Dans l’effervescence des festivals culturels au Maroc, un moment rare s’est imposé avec une intensité singulière : la rencontre avec Paul El Arabi Maamri, jeune Marocain-Français atteint de trisomie 21, devenu figure emblématique du dépassement, du courage et de l’inclusion. Une présence douce mais éclatante, capable de transformer chaque échange en une véritable leçon d’humanité et de créativité.
Un parcours qui bouscule les frontières
À seulement 24 ans, Paul a réalisé ce que beaucoup jugeaient impossible :
– premier étudiant porteur de trisomie à obtenir une licence en journalisme au très respecté ISIC – Institut Supérieur de l’Information et de la Communication à Rabat ;
– un jeune journaliste qui mène des entretiens de haut niveau avec une aisance remarquable ;
– une voix montante de l’inclusion dans le paysage médiatique marocain.

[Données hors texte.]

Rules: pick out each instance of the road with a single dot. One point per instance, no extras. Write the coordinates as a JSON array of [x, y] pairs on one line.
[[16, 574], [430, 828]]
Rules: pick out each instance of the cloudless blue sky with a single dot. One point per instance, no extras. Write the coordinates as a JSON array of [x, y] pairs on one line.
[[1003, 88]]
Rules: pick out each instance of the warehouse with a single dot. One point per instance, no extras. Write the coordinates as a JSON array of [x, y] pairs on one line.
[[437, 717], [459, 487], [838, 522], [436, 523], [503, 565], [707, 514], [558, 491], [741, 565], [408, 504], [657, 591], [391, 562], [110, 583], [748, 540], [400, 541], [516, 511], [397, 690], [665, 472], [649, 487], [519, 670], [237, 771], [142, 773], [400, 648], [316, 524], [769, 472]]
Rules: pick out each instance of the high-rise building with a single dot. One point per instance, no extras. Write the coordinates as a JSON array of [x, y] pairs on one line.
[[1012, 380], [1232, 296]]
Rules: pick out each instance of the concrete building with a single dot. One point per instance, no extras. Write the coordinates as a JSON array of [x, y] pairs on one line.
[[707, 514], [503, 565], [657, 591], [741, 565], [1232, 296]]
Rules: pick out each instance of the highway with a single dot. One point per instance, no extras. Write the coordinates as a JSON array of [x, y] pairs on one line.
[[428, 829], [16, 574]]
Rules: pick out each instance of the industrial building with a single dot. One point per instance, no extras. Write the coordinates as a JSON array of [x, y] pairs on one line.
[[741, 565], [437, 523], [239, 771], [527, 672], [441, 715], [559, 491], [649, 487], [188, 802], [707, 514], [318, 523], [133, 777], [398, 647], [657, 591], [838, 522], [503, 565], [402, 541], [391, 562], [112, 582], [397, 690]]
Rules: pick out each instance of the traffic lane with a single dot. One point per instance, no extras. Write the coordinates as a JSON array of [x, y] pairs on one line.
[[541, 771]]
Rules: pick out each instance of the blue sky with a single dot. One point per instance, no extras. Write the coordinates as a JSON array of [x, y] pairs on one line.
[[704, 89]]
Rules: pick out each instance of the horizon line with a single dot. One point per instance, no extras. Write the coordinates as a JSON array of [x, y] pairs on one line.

À travers ses interventions dans différents médias, Paul rappelle avec lucidité que « le véritable handicap n’est pas physique, mais réside dans l’absence d’intégration et d’opportunités égales ».
Le Maroc, scène d’une réussite exceptionnelle
L’histoire de Paul est bien plus qu’un accomplissement individuel : elle symbolise un Maroc en transition, qui revalorise la place des personnes en situation de handicap dans la vie culturelle, artistique et médiatique.
L’ISIC, institution phare du journalisme au Maroc, a joué un rôle déterminant en ouvrant un espace réel à un jeune talent dont l’ambition dépasse les normes établies.
Son film documentaire de fin d’études — consacré à la représentation des personnes en situation de handicap dans les médias — a été salué tant au niveau national qu’international, confirmant une maturité artistique étonnante.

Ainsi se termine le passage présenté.